La forma en que ocurren las cosas, no los grandes movimientos del tiempo sino las cosas comunes y corrientes que nos hacen ser lo que somos; el violento accidente de nuestro nacimiento; las simples lujurias que, por un capricho o porque son un desafío a nuestro orgullo, terminan transformándose en complejas tragedias amorosas; la insensible operación de los cambios; la salvaje dulzura de otras almas que intersectan las órbitas de nuestras vidas, que nos acompañan por un tiempo siguiendo nuestro mismo curso para luego virar y sumergirse en el olvido, sin dejarnos una figura formal que podamos evaluar, ningún patrón fácilmente comprensible que pueda esclarecernos...
Cuando se elaboran cuentos a partir de elementos como estos, con frecuencia me pregunto por qué el narrador, por lo general, termina convenciéndose de que debe perfumar el crudo hedor de la vida, reemplazar las malditas pérdidas con palabras sobre la nobleza del sacrificio, dejar lo agudamente doloroso reducido a una pensativa tristeza.
La mayoría de la gente, supongo, desea que le sirvan la verdad con una guarnición de simpatía; la azarosa incertidumbre del mundo los abate y desean evitar que los enfrenten a ella.
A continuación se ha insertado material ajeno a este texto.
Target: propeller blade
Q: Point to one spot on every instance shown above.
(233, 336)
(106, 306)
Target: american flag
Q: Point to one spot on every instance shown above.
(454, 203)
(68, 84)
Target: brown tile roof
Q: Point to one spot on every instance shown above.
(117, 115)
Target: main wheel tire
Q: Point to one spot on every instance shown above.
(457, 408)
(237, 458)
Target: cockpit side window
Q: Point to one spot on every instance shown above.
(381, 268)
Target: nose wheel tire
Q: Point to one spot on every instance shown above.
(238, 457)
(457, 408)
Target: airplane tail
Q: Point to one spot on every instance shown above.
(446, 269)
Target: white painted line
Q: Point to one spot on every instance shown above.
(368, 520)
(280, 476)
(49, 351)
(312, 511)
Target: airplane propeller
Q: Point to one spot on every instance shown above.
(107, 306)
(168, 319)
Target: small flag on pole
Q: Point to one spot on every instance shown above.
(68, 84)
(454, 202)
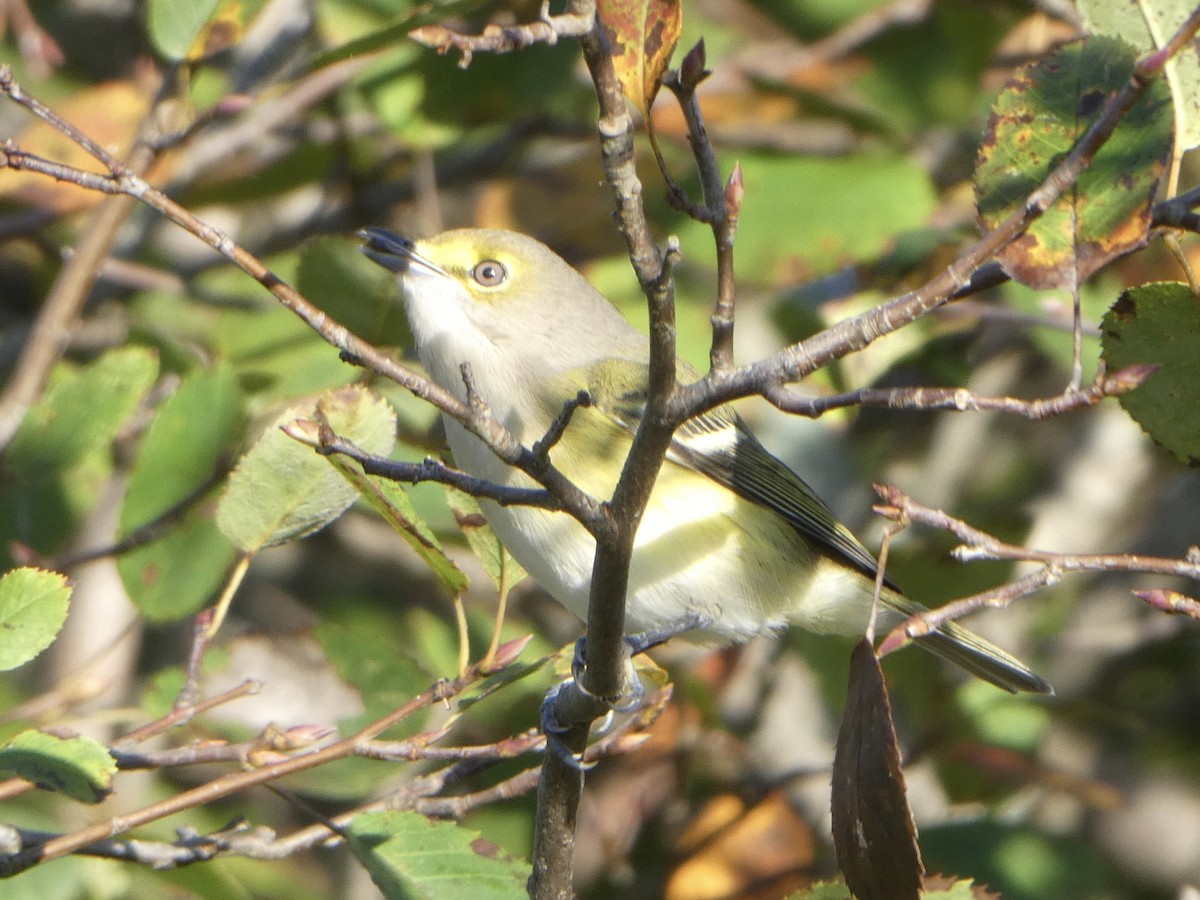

Sin embargo, con este acto de evasión, están dejando de lado la profunda tristeza que puede originar la contemplación del espíritu humano in extremis y están cerrando los ojos a la belleza.
Es decir, a esa belleza que es el lastre de nuestra existencia.
La belleza que entra a través de una herida y que en los funerales nos susurra al oído una palabra negra, una palabra que nos hace olvidar, encogiéndonos de hombros, nuestra debilidad de personas que sufren, para decir "Basta, Nunca más". La belleza inspiradora de ira, no de arrepentimiento, y que incita a la lucha, no a la estética ociosa del simple espectador.
A mi parecer, es eso lo que existe en el corazón de los únicos cuentos que vale la pena contar. Y es ése el propósito fundamental del arte del narrador: hacer resaltar esa belleza, manifestar su central importancia y lograr que siga destacándose por encima del inevitable naufragio de nuestras esperanzas y de la despreciable materia de nuestra decadencia.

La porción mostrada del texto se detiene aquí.